8. NEVER buy a DK reader book.
If you browse a children’s section at Barnes & Noble, you’ll notice that the back shelves are littered with DK books. According to the back cover, DK books are “a multilevel reading program guaranteed to capture children’s interest while developing their reading skills and general knowledge.” That’s what their little marketing team tells you. Now, in reality, these books are mass-produced dogshit written by some kind of corporate spambot. Most of them are little more than cheap movie tie-in books designed to get your kids nuzzling at the Star Wars teat for the rest of their lives. I bought one called Luke Skywalker’s Amazing Story, and here is some of the text:

This is Luke.

He dreams of having adventures. He lives on a far away planet with his aunt and uncle. His aunt and uncle are called ... [turn the page]

... Aunt Beru and Uncle Owen.

There’s even a quiz at the back of this thing. A QUIZ. Just in case your kid wasn’t fully subsumed by George Lucas’s deathless money-grubbing shitblob. It’s repulsive. Every time I see one of these books, I want to douse it in kerosene and throw it onto my Char-Broil. That brings us to a broader rule ...


9. Never buy any book that’s a movie or TV tie-in.
Most of these books don’t even list a proper author, mostly because they were conceived and executed during a conference call between brand managers. None of them has any value. They just use still photos and screencaps from the movie properties and then vomit up a shorthand version of the movie story. You can find any number of examples of this. You’re essentially buying an advertisement. Don’t be a slave to Big Book.

10. NEVER buy a children’s book written by a celebrity.
You already knew this. But just in case you were walking by I Already Know I Love You and thought, “Hey, maybe that one won’t suck,” SHUT UP. You should know better. Celebrities write children’s books because they’re too stupid to write full books and they think anyone can write a children’s book.

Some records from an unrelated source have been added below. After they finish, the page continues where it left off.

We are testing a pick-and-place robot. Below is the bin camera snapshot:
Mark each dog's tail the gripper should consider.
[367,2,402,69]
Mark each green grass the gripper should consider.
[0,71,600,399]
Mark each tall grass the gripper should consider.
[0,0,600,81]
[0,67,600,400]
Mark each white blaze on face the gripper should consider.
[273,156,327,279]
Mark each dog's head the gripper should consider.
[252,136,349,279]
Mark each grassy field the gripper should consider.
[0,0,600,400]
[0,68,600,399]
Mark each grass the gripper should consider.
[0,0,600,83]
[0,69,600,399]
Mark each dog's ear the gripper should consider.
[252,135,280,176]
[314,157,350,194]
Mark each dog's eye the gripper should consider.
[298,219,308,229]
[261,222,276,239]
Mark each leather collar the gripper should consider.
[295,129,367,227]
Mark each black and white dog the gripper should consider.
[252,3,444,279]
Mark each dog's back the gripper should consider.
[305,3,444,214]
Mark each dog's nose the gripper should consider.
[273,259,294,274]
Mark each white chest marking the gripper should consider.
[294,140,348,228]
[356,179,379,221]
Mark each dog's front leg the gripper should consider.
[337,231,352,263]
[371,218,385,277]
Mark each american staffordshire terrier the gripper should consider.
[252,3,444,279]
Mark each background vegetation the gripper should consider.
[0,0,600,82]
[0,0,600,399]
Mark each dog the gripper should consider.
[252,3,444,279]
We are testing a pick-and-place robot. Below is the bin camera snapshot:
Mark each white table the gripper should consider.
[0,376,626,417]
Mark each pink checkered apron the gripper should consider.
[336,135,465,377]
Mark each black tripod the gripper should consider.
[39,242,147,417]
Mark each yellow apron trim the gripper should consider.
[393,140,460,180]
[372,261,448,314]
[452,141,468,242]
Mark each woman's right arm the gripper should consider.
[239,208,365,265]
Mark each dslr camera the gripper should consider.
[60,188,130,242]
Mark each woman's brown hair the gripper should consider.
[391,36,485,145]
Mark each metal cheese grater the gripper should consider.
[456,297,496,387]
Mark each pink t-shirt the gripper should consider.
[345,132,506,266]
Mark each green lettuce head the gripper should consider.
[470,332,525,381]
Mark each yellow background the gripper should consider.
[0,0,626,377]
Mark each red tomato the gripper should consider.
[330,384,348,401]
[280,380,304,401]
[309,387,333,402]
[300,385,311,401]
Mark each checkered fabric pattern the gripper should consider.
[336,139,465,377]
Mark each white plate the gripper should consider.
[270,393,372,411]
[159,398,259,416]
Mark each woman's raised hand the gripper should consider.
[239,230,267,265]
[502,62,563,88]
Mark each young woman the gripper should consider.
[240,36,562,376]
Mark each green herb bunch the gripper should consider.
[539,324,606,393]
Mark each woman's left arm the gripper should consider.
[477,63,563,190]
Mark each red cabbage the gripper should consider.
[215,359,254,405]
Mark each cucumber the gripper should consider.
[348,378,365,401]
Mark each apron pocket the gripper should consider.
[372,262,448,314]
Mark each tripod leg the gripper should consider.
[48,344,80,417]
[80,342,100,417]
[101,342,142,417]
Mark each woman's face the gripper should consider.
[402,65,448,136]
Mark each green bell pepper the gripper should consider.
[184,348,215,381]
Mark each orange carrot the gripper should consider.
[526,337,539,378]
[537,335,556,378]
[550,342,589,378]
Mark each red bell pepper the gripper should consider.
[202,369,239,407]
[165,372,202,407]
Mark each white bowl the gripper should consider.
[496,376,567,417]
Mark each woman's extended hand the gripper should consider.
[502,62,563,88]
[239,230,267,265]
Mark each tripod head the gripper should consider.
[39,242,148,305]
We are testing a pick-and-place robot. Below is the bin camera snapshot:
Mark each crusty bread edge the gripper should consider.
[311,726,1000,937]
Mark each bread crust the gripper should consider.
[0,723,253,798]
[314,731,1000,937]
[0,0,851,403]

The truth is that only a few people in history have managed to create great lasting children’s books: Seuss, Scarry, Sendak, Rey, Eastman, etc. Stick with those, and you and your child will have a happy reading time together. Or try these 10 titles:

Don’t Let the Pigeon Drive the Bus, by Mo Willems
One Witch, by Laura Leuck
The Gruffalo, by Julia Donaldson and Axel Scheffler
• The Olivia books by Ian Falconer
• The Llama Llama books by Anna Dewdney
Iggy Peck: Architect, by Andrea Beaty and David Roberts
The Paper Princess, by Elisa Kleven
• The Amazing Machines series by Ant Parker and Tony Mitton
Noisy Nora, by Rosemary Wells
Little Pea, by Amy Krouse Rosenthal


Veer into beagle dissertations, and you will curse the written word for the rest of your days.